The Psalms and daily meditations using books from the Center for Non Violent Communication.

Articles and books both on and off-line regarding sociopaths and sex addiction. Two authors in particular, Dr. Hare and Dr. Patrick Carnes.

My therapist and a few close friends. Luckily my dad, who is 87, was still here for me as the majority of my family and friends either didn’t believe me or did not want to hear about my situation.

Coping with Divorce seminar.

I wish there was a program for spouses of cheaters who exhibit either sociopathic or narcissistic PD. I think it is far more difficult to accept the end of a marriage when you finally realize you have been conned for 20+ years and your spouse just disappears.

Coping with Infidelity: When to “Let Go”

Should I stay or should I go? And, when will I know when to go? Can this marriage be saved? When will I know it’s salvageable?

These are pressing and legitimately powerful questions when coping with infidelity.
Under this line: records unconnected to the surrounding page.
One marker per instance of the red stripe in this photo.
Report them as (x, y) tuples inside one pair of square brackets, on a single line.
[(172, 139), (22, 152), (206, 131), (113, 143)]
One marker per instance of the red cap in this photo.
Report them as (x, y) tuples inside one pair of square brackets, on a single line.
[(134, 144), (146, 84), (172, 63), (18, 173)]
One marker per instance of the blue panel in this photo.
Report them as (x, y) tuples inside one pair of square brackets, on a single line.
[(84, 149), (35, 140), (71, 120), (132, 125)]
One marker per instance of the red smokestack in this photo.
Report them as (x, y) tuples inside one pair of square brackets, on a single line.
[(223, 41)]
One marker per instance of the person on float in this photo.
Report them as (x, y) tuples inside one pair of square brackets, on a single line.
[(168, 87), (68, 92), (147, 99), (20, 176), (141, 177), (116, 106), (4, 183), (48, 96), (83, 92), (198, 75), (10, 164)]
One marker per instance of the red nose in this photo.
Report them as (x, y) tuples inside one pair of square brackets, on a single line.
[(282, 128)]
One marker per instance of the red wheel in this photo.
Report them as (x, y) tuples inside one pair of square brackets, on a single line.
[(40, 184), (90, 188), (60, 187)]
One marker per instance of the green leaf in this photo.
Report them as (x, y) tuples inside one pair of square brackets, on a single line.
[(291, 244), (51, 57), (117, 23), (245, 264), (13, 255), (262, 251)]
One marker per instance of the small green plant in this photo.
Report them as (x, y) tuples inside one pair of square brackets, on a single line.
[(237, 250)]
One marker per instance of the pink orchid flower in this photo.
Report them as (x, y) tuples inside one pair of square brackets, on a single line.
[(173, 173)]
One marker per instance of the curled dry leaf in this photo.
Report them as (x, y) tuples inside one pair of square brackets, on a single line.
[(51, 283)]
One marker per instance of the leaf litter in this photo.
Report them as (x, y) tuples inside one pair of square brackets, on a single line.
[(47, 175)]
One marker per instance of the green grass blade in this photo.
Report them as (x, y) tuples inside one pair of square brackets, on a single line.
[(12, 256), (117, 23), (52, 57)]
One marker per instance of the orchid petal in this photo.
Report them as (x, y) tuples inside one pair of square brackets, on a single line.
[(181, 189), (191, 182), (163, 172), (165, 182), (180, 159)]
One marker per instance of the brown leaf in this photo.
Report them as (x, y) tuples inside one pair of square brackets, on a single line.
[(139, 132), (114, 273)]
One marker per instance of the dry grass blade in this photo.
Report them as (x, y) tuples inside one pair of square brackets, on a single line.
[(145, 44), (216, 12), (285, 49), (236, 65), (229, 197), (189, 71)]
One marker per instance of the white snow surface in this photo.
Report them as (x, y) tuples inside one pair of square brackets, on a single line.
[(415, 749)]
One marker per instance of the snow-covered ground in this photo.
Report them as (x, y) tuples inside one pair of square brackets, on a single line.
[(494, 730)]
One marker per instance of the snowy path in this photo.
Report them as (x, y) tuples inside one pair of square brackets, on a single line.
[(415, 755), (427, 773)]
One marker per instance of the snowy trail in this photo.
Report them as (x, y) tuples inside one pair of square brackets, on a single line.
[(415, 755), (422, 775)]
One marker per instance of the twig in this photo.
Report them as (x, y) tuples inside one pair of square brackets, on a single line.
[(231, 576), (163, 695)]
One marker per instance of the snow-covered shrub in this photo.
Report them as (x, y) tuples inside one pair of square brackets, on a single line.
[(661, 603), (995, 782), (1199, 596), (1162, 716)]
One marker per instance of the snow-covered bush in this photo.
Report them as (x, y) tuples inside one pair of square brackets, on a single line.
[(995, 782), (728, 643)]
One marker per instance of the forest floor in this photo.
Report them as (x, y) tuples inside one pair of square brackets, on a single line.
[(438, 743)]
Part of the task is identifying the markers along the way that tell you when the relationship is beyond repair.

Read this case study:

My wifes father died of cancer 30 days following diagnosis. She spent these days renewing a past friendship with her step brother, that eventually turned to a relationship where she came to me 6 months later to acknowledge she loves him. My immediate response was to close the door, that this was not repairable with her family and all. She begged me to hang in there and give her time to sort these feelings out. I decided to do this based on some understanding I had from your book. I did everything I could to “backoff” and give her the space she needed to sort herself out for 8 weeks. Following that I was getting very tired of the roller coaster weeks and knowing that every step forward she would make toward us, she would take two steps backward for him. I’ve felt like I am the only person actually trying to work on this. I made a decision then to allow her some additional time to allow us the opportunity to sort our finances in the even of a divorce and with that we talked allot better. She told me she was planning to fly and see him (he lives 1500 miles away) and I told her this was unacceptable and too painful for me to even comprehend. She went in spite of my feelings and following the weekend, I determined it needed to end. My closure has come from the question I asked her “will you ever be able to end this with him?” – she could not answer this question. I honestly believe I have done everything I could within my will to try and save what I felt was a great marriage with some issues. We are getting ready to meet for a final “get on the same page” meeting, and all I can still think about is ways to save this marriage. I cant help but feel this relationship originated for wrong reasons based on her love for him as a brother, but know now that her decision to fly and see him in spite of my knowing and hurt is bigger than a case of misguided feelings through the course of grieving a father. I know this has little to do with your question, but I felt like telling the story. Thanks for your help.